Spectra frequently have multiple possible cis- and trans- explanations. All cis-spliced peptide sequences are provided explanations from their parent protein(s) in the form of “ScanNumberIdentified_ProteinAccession_nStartResidue-nEndResidue_cStartResidue-cEndResidue | Proposed Cis Fusion Peptide”. Trans-spliced peptide sequences contain too many possible protein sources to realistically print, and as such are omitted in place of “ScanIdentified_Number”, where the Number is to provide a unique accession number when multiple spliced peptides match to the same spectrum. All cis-explanations are present in both the fasta and the results.
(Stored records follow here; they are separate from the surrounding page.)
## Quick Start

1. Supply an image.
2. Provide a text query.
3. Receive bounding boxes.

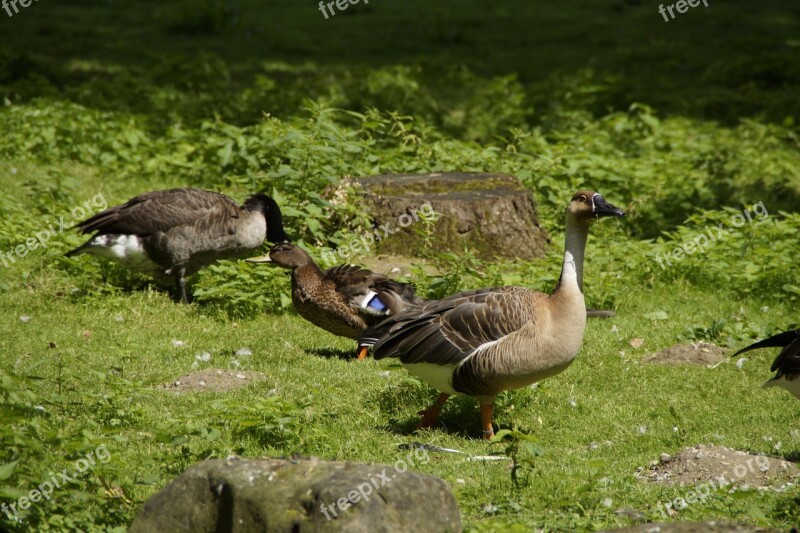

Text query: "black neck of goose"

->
[248,193,290,242]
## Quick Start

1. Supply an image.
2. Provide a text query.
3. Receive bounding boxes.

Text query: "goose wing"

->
[77,188,239,235]
[359,287,536,365]
[323,265,423,314]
Q: There are some fasta files in the results with varying suffixes. What are these?
These fasta files are generated for some intermediate searches within the Neo-Fusion workflow. They contain an unfiltered list of all suspected spliced or nonspliced peptide sequences. The unfiltered nature of these intermediate databases (i.e. lots of incorrect sequences) makes them fairly useless for further downstream applications. They are written for diagnostic purposes only.
NC: cis-spliced sequences only. TS: trans-spliced sequences (No cis). All: cis- and trans-spliced sequences. TL: translated (normal/non-spliced/linear) peptides that, for whatever reason, were not identified in the traditional search. This typically is happens when conservative length parameters were chosen (e.g a user searches for peptides between 9-12 amino acids in length, but there’s an 8-mer or 13-mer peptide spectra).